A meditation on grief, guilt, and survival; King’s most challenging work to date.
Stanzi and her friends are damaged high school seniors in Pennsylvania, struggling to forge connections with one another and the often hostile world beyond. Gustav is building an invisible helicopter in his backyard. China’s mother is “the neighborhood dominatrix.” And Lansdale is a compulsive liar. School life is grim, dominated by safety drills, standardized tests, and an erratically high volume of bomb threats. Amid the disruption, there is also a naked man living in a bush who, in a series of surreal exchanges, sets each of the teens in motion. The intricately constructed narrative is deeply disorienting, not only because the narrators are all openly unreliable, but because the events they describe occupy a gray area bounded by personality quirks, mental illness, and magical realism.

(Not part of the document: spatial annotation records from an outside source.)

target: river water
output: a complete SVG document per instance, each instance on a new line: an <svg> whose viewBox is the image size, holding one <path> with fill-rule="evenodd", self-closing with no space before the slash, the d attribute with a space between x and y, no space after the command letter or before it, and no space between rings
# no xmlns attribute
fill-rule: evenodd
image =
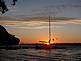
<svg viewBox="0 0 81 61"><path fill-rule="evenodd" d="M81 48L0 49L0 61L81 61Z"/></svg>

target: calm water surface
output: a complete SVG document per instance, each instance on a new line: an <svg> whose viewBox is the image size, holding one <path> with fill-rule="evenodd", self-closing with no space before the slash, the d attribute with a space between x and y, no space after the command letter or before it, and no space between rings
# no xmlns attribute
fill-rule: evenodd
<svg viewBox="0 0 81 61"><path fill-rule="evenodd" d="M0 50L0 61L81 61L81 48Z"/></svg>

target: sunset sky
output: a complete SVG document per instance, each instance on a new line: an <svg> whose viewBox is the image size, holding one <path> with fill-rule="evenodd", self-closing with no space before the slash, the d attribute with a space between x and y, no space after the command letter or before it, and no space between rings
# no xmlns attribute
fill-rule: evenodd
<svg viewBox="0 0 81 61"><path fill-rule="evenodd" d="M53 43L81 43L81 0L18 0L9 11L0 13L0 25L20 38L20 43L48 41L51 17Z"/></svg>

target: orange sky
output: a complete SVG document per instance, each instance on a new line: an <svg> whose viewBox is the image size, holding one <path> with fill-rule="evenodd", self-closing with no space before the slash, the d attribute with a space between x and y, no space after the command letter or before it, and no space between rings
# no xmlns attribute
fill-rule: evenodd
<svg viewBox="0 0 81 61"><path fill-rule="evenodd" d="M52 43L81 43L81 20L51 22ZM7 31L20 38L20 43L48 41L48 22L42 21L0 21Z"/></svg>

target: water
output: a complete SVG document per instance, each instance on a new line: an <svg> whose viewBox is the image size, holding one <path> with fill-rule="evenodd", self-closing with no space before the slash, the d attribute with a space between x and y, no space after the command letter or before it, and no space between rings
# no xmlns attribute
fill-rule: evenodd
<svg viewBox="0 0 81 61"><path fill-rule="evenodd" d="M81 61L81 48L0 49L0 61Z"/></svg>

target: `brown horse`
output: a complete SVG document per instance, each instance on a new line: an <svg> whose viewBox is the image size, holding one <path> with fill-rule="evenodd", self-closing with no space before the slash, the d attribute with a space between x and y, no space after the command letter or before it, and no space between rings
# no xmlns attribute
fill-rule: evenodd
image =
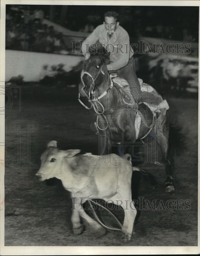
<svg viewBox="0 0 200 256"><path fill-rule="evenodd" d="M121 88L112 84L106 66L108 61L107 56L103 55L91 55L84 64L79 88L79 102L87 109L93 108L96 113L97 120L91 128L99 134L100 154L102 153L102 147L104 153L107 154L110 153L112 147L118 146L120 156L130 147L134 156L134 147L138 144L136 141L145 141L149 137L147 135L151 135L155 139L153 140L154 145L157 141L160 145L162 160L158 161L157 151L152 152L149 149L145 154L146 162L149 159L152 162L153 157L157 168L165 169L165 191L173 192L173 168L168 155L170 122L167 111L163 113L150 110L144 102L148 101L148 94L145 91L143 97L145 100L141 97L138 108L136 106L128 105ZM142 93L142 87L138 89ZM123 146L119 147L120 143ZM142 168L142 166L138 167Z"/></svg>

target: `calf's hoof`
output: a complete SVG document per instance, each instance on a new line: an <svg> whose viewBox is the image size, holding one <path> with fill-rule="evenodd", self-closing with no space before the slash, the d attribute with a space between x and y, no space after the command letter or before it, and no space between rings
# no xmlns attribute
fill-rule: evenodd
<svg viewBox="0 0 200 256"><path fill-rule="evenodd" d="M165 188L165 192L166 193L173 193L175 192L174 187L172 185L168 186Z"/></svg>
<svg viewBox="0 0 200 256"><path fill-rule="evenodd" d="M77 228L73 228L73 232L74 234L76 236L80 235L83 232L84 229L84 226L81 224L79 227Z"/></svg>

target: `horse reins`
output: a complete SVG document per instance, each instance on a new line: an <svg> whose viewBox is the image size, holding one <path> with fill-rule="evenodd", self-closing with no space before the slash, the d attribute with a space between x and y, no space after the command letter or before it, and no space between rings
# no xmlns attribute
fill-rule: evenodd
<svg viewBox="0 0 200 256"><path fill-rule="evenodd" d="M106 116L104 114L104 107L103 105L99 102L99 101L98 100L102 99L103 97L105 96L107 94L107 90L106 90L100 96L99 96L98 97L97 97L96 95L95 94L95 91L94 90L95 88L95 80L98 77L98 76L99 74L101 72L103 74L105 75L105 73L103 72L102 71L102 69L103 68L103 66L104 64L103 64L101 68L100 69L99 71L98 72L98 73L96 76L96 77L94 79L93 76L92 75L90 74L89 72L87 72L86 71L84 71L83 70L82 72L81 72L81 81L83 83L83 84L84 88L86 87L85 86L85 84L84 83L84 81L83 79L83 75L85 74L91 77L92 80L92 84L91 84L90 85L91 89L89 91L89 98L90 99L90 93L92 95L92 99L91 100L91 101L93 102L93 103L92 105L90 108L88 108L85 105L84 105L85 108L88 109L90 109L93 107L93 108L94 109L94 110L95 112L97 114L97 120L96 122L98 128L99 129L102 130L106 130L108 126L108 120L106 118ZM108 83L108 81L110 79L110 76L109 75L109 74L108 72L108 80L106 82L106 87L107 87L107 84ZM92 89L92 90L91 89ZM81 103L82 104L83 104L83 103L82 103L81 101L80 101L81 102ZM101 115L103 117L104 119L104 120L105 120L106 122L106 123L107 125L106 128L104 129L102 129L99 126L98 124L98 115Z"/></svg>

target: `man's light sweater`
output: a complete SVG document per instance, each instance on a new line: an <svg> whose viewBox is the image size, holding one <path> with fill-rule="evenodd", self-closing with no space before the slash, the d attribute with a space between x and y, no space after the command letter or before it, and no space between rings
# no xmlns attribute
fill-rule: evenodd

Coupled with repeated references to such real-life events as the Newtown and Columbine shootings, as well as the fictional violence inflicted on the main characters, the novel is, at times, a grueling march through a gallery of traumas. But as with Please Ignore Vera Dietz (2010), King’s choices are neither gratuitous nor exploitative; when crucial details start falling into place around the halfway point, readers who hang in that far are rewarded with the self-actualization of finely wrought characters.
Heavy stuff, as the title implies, and absolutely worthwhile.